While the Adam Smith Institute's policy core exists to encourage the development of free markets, and its International Division advises governments directly, the Conference Division represents the public face of the Institute's work, bringing together senior government figures and business leaders at international meetings to discuss the many complex and important issues that arise in the course of global progress towards a market economy.
Believing that open discussion will lead to open markets, the Conference Division does not set out to preach or proselytize, but approaches the problems of economic development in an objective way, structuring events to permit the widest possible interchange of ideas. Many of the issues that concern businesspeople arise at the interface between government regulation and commerce. Taxes, tariffs, employment legislation, licences, reporting requirements, prudential and fiduciary laws, contract law and insolvency law are just some of the most troublesome areas.
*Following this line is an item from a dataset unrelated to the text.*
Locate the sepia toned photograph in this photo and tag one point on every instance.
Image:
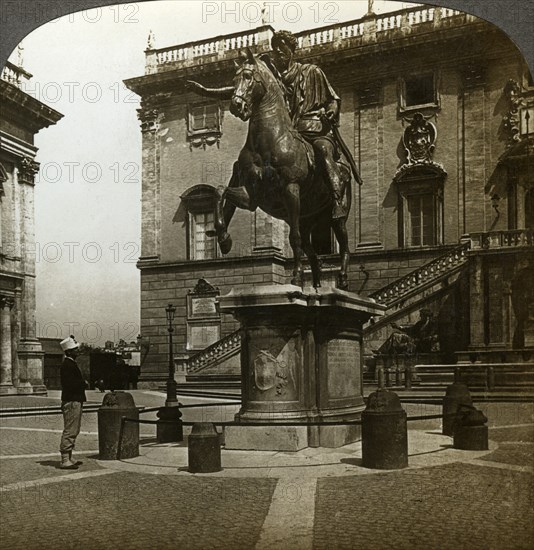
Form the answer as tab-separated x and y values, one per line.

It is a particular feature of Adam Smith Institute conferences that government ministers, officials and international regulators responsible for legislation choose to attend in order to explain and discuss their programmes with senior executives and company advisers.
Since the Confernce Division began operations, the main focus has been on market developments in Eastern Europe and the republics of the Former Soviet Union; today, our attention is increasingly being devoted to the problems of world trade and international capital markets. More than 20 highly-successful major international events take place each year, their importance and relevance being illustrated by the high calibre of the speakers who have attended recent events.